Friedrich Heinrich Himmel (November 20, 1765 – June 8, 1814) was a German composer.

==Biography==
Himmel was born at Treuenbrietzen in Brandenburg, Prussia, and originally studied theology at Halle before turning to music.

During a temporary stay at Potsdam he had an opportunity of showing his self-acquired skill as a pianist before King Frederick William II, who thereupon provided him with a yearly allowance to enable him to complete his musical studies. This he did under Johann Gottlieb Naumann, a German composer of the Italian school, and the style of that school Himmel himself adopted in his operas.

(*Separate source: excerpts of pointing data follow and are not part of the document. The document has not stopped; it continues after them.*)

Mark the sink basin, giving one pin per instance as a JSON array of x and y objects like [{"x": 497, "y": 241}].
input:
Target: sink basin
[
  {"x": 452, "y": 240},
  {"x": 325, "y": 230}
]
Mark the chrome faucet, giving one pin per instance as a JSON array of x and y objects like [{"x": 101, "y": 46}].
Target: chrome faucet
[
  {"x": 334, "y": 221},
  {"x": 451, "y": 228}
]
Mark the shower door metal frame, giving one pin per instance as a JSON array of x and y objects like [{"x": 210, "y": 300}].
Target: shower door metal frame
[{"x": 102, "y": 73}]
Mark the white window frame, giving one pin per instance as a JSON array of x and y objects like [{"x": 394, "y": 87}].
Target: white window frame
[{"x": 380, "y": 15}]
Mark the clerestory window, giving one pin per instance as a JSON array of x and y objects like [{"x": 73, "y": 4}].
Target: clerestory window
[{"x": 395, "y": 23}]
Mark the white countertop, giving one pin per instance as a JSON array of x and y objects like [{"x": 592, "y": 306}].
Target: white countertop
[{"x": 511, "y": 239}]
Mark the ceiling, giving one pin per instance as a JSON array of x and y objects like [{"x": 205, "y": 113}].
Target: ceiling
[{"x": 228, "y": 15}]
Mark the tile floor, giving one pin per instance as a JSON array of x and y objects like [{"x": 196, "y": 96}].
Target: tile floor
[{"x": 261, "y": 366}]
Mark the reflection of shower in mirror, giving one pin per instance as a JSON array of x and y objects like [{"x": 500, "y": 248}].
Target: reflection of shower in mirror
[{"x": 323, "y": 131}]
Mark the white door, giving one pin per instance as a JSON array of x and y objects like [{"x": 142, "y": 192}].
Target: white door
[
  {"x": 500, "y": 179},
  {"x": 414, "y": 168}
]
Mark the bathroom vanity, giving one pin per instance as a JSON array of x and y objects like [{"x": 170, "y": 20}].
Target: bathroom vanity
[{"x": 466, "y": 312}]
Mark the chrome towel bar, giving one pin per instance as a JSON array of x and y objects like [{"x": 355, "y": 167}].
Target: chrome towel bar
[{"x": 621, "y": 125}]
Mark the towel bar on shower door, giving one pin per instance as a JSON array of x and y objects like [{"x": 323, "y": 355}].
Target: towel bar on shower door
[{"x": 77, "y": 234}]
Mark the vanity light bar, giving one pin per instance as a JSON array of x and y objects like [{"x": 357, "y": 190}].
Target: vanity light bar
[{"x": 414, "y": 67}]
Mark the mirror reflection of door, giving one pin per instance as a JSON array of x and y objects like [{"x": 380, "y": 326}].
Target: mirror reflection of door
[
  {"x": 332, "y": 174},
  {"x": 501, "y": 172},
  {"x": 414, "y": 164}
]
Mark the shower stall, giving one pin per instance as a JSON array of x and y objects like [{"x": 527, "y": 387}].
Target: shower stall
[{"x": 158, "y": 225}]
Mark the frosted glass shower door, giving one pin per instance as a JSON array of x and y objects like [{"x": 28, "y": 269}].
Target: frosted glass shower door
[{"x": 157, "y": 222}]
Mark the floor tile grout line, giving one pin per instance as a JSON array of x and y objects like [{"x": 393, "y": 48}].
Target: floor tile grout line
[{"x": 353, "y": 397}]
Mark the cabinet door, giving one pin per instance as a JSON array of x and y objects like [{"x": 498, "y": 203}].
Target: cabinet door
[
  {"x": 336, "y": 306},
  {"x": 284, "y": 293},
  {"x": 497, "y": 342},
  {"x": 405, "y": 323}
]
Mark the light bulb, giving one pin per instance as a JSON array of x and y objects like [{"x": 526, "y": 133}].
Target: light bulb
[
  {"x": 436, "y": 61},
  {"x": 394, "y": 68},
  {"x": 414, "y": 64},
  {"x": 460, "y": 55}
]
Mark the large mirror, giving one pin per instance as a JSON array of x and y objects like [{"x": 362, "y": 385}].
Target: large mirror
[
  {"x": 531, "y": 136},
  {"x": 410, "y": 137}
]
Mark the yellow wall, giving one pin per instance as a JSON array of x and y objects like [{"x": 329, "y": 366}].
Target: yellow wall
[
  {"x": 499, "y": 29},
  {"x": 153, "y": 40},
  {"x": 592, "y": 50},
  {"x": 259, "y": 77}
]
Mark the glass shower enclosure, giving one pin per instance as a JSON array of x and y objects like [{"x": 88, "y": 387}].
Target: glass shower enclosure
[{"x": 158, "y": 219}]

The first of these, a pastoral opera, Il primo navigatore, was produced at Venice in 1794 with great success. In 1792, he went to Berlin, where his oratorio Isaaco was produced, in consequence of which he was made court Kapellmeister to the king of Prussia. In that capacity he wrote a great deal of official music, including cantatas and a coronation Te Deum.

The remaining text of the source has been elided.